The Sweet Smell of Success - 1957

Directed by: Alexander Mackendrick

Written by: Ernest Lehman & Clifford Odets

One Sheet for Sweet Smell of SuccessThis classic film, directed by Alexander Mackendrick, is easily one of the best films of all time. A pretty bold statement, perhaps, until you’ve actually sat down and soaked in its vicious, chilled vitriol. Burt Lancaster never portrayed calculated maliciousness more convincingly, and baby-faced Tony Curtis literally drips with self-serving viciousness. It is, as Curtis’s Sidney Falco proclaims, “a cookie filled with arsenic.”

The Sweet Smell of Success is an unflinching exploration of the evil that men are capable of.
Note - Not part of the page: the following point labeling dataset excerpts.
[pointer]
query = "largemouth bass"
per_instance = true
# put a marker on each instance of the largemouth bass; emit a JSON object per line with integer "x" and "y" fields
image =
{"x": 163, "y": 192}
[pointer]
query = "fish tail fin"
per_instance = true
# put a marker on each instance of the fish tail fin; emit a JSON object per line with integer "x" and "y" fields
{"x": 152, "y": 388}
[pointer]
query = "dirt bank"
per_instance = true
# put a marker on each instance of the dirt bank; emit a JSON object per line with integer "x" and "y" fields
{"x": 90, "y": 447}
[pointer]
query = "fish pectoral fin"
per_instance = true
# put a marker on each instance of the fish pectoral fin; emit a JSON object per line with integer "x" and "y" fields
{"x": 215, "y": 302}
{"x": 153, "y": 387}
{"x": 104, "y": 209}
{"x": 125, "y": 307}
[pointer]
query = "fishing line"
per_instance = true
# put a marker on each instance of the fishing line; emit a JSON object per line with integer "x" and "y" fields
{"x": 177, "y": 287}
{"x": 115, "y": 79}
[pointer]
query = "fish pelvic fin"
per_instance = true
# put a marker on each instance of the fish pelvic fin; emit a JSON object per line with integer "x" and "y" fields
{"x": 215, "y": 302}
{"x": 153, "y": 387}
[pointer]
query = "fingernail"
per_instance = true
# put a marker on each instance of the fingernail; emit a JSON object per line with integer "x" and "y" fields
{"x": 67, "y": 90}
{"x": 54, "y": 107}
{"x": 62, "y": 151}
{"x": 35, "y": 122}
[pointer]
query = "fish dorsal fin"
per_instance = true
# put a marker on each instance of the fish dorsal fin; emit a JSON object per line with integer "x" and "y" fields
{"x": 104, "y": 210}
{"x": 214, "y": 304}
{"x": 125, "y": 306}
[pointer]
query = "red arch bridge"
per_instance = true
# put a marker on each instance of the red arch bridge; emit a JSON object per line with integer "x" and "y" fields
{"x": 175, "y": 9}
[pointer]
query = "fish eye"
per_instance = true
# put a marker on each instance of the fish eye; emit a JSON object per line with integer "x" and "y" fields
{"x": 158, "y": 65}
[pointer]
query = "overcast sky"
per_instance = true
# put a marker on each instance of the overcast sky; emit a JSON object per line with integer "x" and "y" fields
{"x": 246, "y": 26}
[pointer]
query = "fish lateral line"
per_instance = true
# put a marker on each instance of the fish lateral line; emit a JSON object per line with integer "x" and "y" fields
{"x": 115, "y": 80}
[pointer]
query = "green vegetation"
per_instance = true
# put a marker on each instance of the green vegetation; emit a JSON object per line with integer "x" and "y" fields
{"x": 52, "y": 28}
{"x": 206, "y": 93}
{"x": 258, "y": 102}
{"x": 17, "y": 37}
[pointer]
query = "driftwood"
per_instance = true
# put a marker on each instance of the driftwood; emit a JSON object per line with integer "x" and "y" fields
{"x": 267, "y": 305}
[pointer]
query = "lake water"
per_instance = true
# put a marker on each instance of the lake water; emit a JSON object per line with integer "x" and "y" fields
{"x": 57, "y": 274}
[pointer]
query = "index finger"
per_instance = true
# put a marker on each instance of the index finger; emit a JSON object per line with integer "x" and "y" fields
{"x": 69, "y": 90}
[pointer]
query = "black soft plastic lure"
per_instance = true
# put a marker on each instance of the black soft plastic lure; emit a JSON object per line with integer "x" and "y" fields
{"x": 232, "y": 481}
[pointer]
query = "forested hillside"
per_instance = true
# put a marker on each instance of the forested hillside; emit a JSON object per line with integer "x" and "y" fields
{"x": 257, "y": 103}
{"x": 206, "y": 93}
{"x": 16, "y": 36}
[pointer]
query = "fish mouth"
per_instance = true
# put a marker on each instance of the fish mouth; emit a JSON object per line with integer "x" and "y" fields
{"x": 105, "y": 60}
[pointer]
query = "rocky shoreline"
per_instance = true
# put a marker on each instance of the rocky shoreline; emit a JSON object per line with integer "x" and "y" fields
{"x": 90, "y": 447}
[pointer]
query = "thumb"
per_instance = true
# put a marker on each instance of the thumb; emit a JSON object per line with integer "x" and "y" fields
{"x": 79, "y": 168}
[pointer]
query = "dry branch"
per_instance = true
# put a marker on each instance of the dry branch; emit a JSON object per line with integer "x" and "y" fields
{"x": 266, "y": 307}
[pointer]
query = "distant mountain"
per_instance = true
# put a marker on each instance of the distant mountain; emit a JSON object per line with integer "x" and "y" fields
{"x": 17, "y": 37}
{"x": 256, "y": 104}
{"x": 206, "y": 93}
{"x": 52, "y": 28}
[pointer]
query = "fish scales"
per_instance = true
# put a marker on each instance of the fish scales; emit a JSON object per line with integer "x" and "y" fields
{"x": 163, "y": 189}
Lancaster plays J. J. Hunsecker, a newspaper gossip columnist whose poisoned pen can make or break a career, and Curtis’s Falco one of his many “press agents”. The story follows Hunsecker’s attempts to ruin his daughter’s marriage to a jazz guitarist by getting Falco to dig up dirt on him. And it is deliciously nasty.

“You’re dead, son, ” Hunsecker tells Falco at one point, “get yourself buried.” Clifford Odet’s script for The Sweet Smell of Success is astoundingly good, overflowing with snappy, yet hate-filled one-liners that resonate in the mind long after the film ends. Apparently, Quentin Tarantino based a lot of his dialogue writing style on the rapid-fire delivery heard in this film, and it shows. The banter between any of Tarantino’s characters in Pulp Fiction or Reservoir Dogs evokes Odet’s uncanny sense of timing; they draw from the same polluted source.

Beautifully shot by cinematographer and Chinese trailblazer James Wong Howe (who was the first Chinese man to work in Hollywood in such a high position), The Sweet Smell of Success is as blackhearted and spellbinding now as it was forty years ago. Highly recommended.